If I want to get users who have A,B as conditions, I need only 1 as the output. If I want to get users who have C,D as conditions, I need only 2 as the output. If I want to get users who have B,C as conditions, I need both 1 and 2 as outputs.

These requirements are represented in a dataframe as below:

sl_no conditions
s1 [A,B]
s2 [C,D]
s3 [B,C]

My attempt is as following:

       df1=df.groupBy('USER_ID').agg(F.collect_set('CONDITION').alias('conditions'))

       df2=conditions_data

       result=df1.join(df2,F.array_intersection(df1['conditions'],df2['conditions'])==df2['conditions'])

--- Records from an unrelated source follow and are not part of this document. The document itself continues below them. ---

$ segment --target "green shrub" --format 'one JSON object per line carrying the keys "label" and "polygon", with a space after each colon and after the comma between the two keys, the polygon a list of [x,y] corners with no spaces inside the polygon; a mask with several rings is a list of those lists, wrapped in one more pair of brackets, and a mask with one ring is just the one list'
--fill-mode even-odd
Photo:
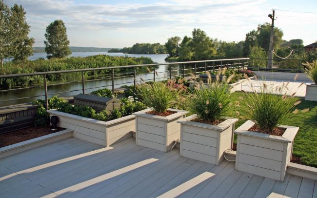
{"label": "green shrub", "polygon": [[306,72],[309,78],[317,84],[317,60],[313,60],[312,62],[306,62],[303,64],[305,67]]}
{"label": "green shrub", "polygon": [[[54,96],[48,99],[48,109],[54,109],[58,108],[60,103],[67,102],[62,98],[59,98]],[[49,124],[49,115],[46,112],[45,108],[46,105],[45,100],[42,99],[38,99],[32,102],[32,104],[37,105],[36,115],[34,119],[34,124],[36,126],[47,126]]]}
{"label": "green shrub", "polygon": [[145,83],[139,87],[142,102],[159,113],[166,112],[178,99],[179,93],[172,84],[160,82]]}
{"label": "green shrub", "polygon": [[264,83],[259,93],[247,94],[244,99],[244,114],[256,122],[264,132],[272,132],[278,124],[287,121],[299,103],[297,98],[282,95],[285,86],[273,88]]}
{"label": "green shrub", "polygon": [[101,96],[102,97],[112,98],[112,92],[106,88],[94,91],[90,93],[90,94]]}
{"label": "green shrub", "polygon": [[192,90],[188,97],[190,112],[200,119],[213,122],[227,116],[232,106],[231,94],[226,84],[218,82],[200,85]]}
{"label": "green shrub", "polygon": [[[45,100],[43,100],[44,101],[44,102],[45,102]],[[66,102],[66,101],[63,98],[59,98],[57,96],[54,96],[48,99],[48,109],[56,109],[58,106],[59,104],[65,102]]]}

However, I see some inconsistencies in the results. Also, wanted to know if there's a better way to do this.


Solution

  • Collect the unique conditions per ID

    users = df1.groupby('ID').agg(F.collect_set('CONDITION').alias('CONDITION'))
    
    # +---+------------+
    # | ID|   CONDITION|
    # +---+------------+
    # |  1|[C, E, B, A]|
    # |  2|   [C, B, D]|
    # +---+------------+
    

    Join the conditions_data with the users dataframe where the join condition must satisfy the set membership test

    cond = F.expr("size(array_intersect(conditions, CONDITION)) = size(conditions)")
    result = conditions_data.join(users, on=cond, how='left')
    
    # +-----+----------+---+------------+
    # |sl_no|conditions| ID|   CONDITION|
    # +-----+----------+---+------------+
    # |   s1|    [A, B]|  1|[C, E, B, A]|
    # |   s2|    [C, D]|  2|   [C, B, D]|
    # |   s3|    [B, C]|  1|[C, E, B, A]|
    # |   s3|    [B, C]|  2|   [C, B, D]|
    # +-----+----------+---+------------+
    

    Collect the users for each unique row in condition_data

    result = result.groupby(*conditions_data.columns).agg(F.collect_list('ID').alias('ID'))
    
    # +-----+----------+------+
    # |sl_no|conditions|    ID|
    # +-----+----------+------+
    # |   s1|    [A, B]|   [1]|
    # |   s2|    [C, D]|   [2]|
    # |   s3|    [B, C]|[1, 2]|
    # +-----+----------+------+